Justicia y política

Juan Manuel Fernández TRIBUNA

OPINIÓN

29 sep 2017 . Actualizado a las 08:11 h.

El debate público acerca de la relación entre la política y la Justicia no es nuevo, habiéndose iniciado en nuestro país en los años inmediatamente siguientes a la transición política, haciéndolo de la mano de un problema todavía latente en nuestra sociedad, el de la corrupción política. Este debate, recurrente en nuestro país y no exclusivo de España, se ha reabierto como consecuencia de las actuaciones judiciales llevadas a cabo en Cataluña como respuesta a determinadas conductas, enmarcadas en el proceso independentista catalán. Múltiples y variadas han sido las reacciones, en un abanico que va desde el elogio hasta la crítica más exacerbada, calificando estas últimas a fiscales y jueces como una especie de brazo armado represor. Además, no son pocos los debates en los que se contraponen conceptualmente Justicia y política, discutiéndose acerca de si es el momento de la una o de la otra, acerca de cuál de ellas es la precisa para resolver «el problema catalán».

La Justicia es un poder del Estado, lo cual no equivale a ser un poder político, considerando como tal al que actúa con arreglo a criterios de oportunidad o ideológicos, como sucede con los otros dos poderes: ejecutivo y legislativo. Estos se articulan fundamentalmente en torno a los partidos políticos y su legitimidad democrática deriva, esencialmente, de procesos electorales. En contraposición, el poder judicial responde al principio de legalidad, hallando el juez dicha legitimidad en el sometimiento a la ley.

Ahora bien, el deber de obedecer la Constitución y el resto del ordenamiento jurídico no es exclusivo de los jueces, pesando también sobre las instituciones que encarnan los otros poderes del Estado, cuyo poder ni es omnímodo ni arbitrario. No es omnímodo porque tiene límites, los derivados del respeto a los derechos humanos y al conjunto de paredes maestras de la organización política y social. Por ello existe un Tribunal Constitucional, que vela por que la producción legislativa que emana de las Cortes o de las Asambleas legislativas sea acorde con la Constitución. Y ese poder tampoco puede ser arbitrario, no pudiendo siquiera buscar cobijo en una mayoría parlamentaria.

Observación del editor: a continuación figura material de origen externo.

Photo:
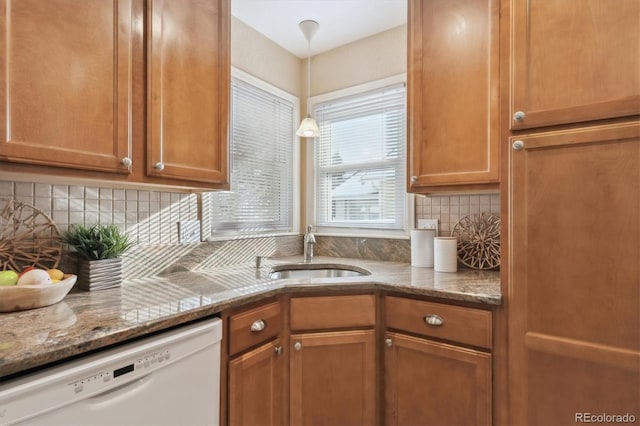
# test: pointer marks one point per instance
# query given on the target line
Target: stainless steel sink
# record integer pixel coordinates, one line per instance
(316, 270)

Es a la política y no a la Justicia la que le corresponde decidir cuál es el modelo de organización territorial del Estado, cómo han de armonizarse las exigencias de un modelo autonómico y la solidaridad interregional. Ahora bien, definido el modelo, las conductas que pongan en peligro o que vulneren las normas que lo conforman, y que el legislador haya considerado que deban ser punibles, por ser intolerables, han de ser perseguidas por jueces y fiscales. Porque de no hacerlo no solo no cumpliremos con nuestro papel constitucional, sino que perderemos nuestra legitimidad democrática.

Así por ejemplo, y ojalá que no llegue a ser realidad, el artículo 472.5 del Código Penal dice que son reos del delito de rebelión, entre otros supuestos, los que se alzaren violenta y públicamente para declarar la independencia de una parte del territorio nacional. Si ello ocurriera, ni quien lo hiciera podría esconderse tras una sedicente legitimidad democrática ni el juez que lo persiguiera podría ser acusado de estar actuando en interés del Gobierno. El respeto al dictado constitucional no depende de mayoría alguna, ni siquiera dependería de un pronunciamiento unánime, lo cual no quiere decirse que la Constitución no pueda reformarse, pero en tanto esté vigente ha de ser obedecida. Y la defensa judicial de ella es la defensa hecha por un poder del Estado que actúa con independencia y responsabilidad, sin sujeción a instrucciones político-partidistas, en defensa no de intereses quiméricos, sino de los tangibles derechos de los ciudadanos.